Obama has finally decided he’s had enough of a politics based on “extortion” and “threats.” He has signaled that he is happy to negotiate, just not under a gun held by the most irresponsible elements of the GOP. He is exhausted, and rightly so, by the fecklessness of Boehner, who told Democrats early on that he would not shut the government down and then crumpled before a revolt by a corporal’s guard of 40 to 80 members of a 435-member House.

Now it is said by people who see themselves as realists that, because he is dealing with irrational foes, Obama has to be the “adult in the room.” The definition of “adult” in this case is that he must cave a little because the other side is so bonkers that it just might upend the economy.

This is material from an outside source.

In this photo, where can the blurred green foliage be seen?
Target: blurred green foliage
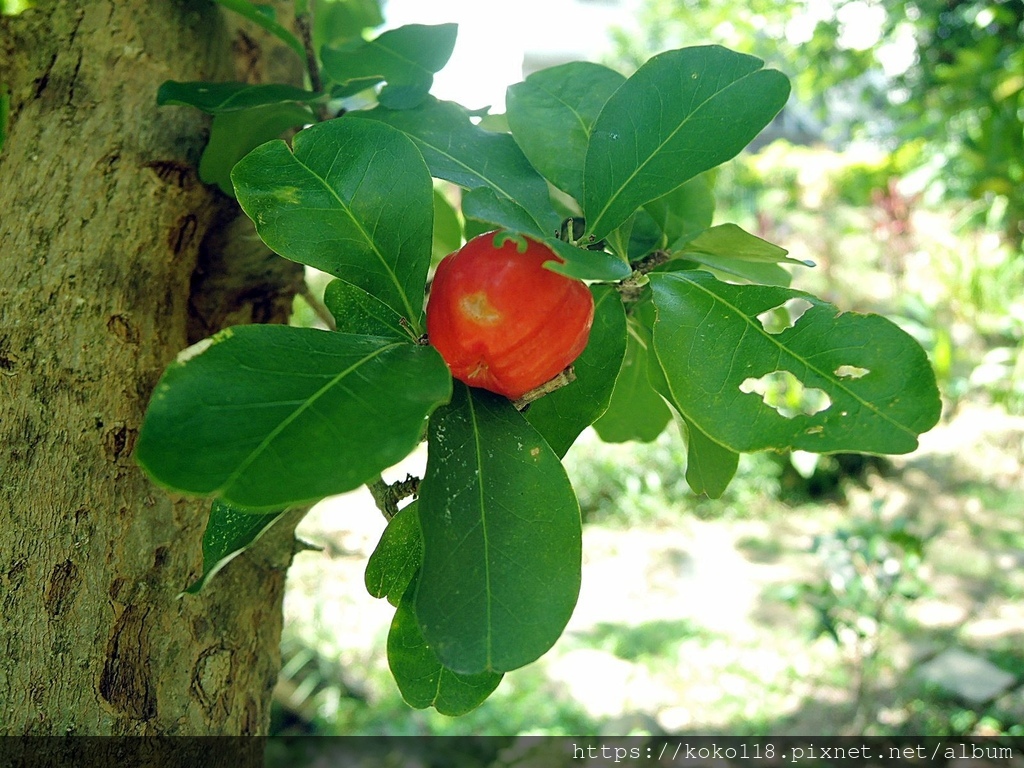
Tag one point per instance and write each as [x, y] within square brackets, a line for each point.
[946, 76]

Giving in is exactly what Obama cannot do. The president offered Boehner a face-saving way out on Tuesday, suggesting that he’d be happy to engage in broad budget talks if the government reopened and there was at least a short-term increase in the debt limit. To go any further would be to prove to the far right that its extra-constitutional extremism will pay dividends every time.

What’s required from the outside forces who want this mess to go away is unrelenting pressure on Boehner and the supposedly more reasonable Republicans who say they want to open the government and pay our debts. Up to now these Republicans have been the enablers of the tea party faction. They’re the ones who must become the “adults in the room,” because they’re the ones who allowed all this to happen.

The tea party folks at least know what they believe in and fight for it. The rest of the Republican Party cowers before them, lacking both conviction and courage. This, too, would be heartbreaking: if a once-great political party brought the country down because its leaders were so afraid of confronting unreason in their ranks.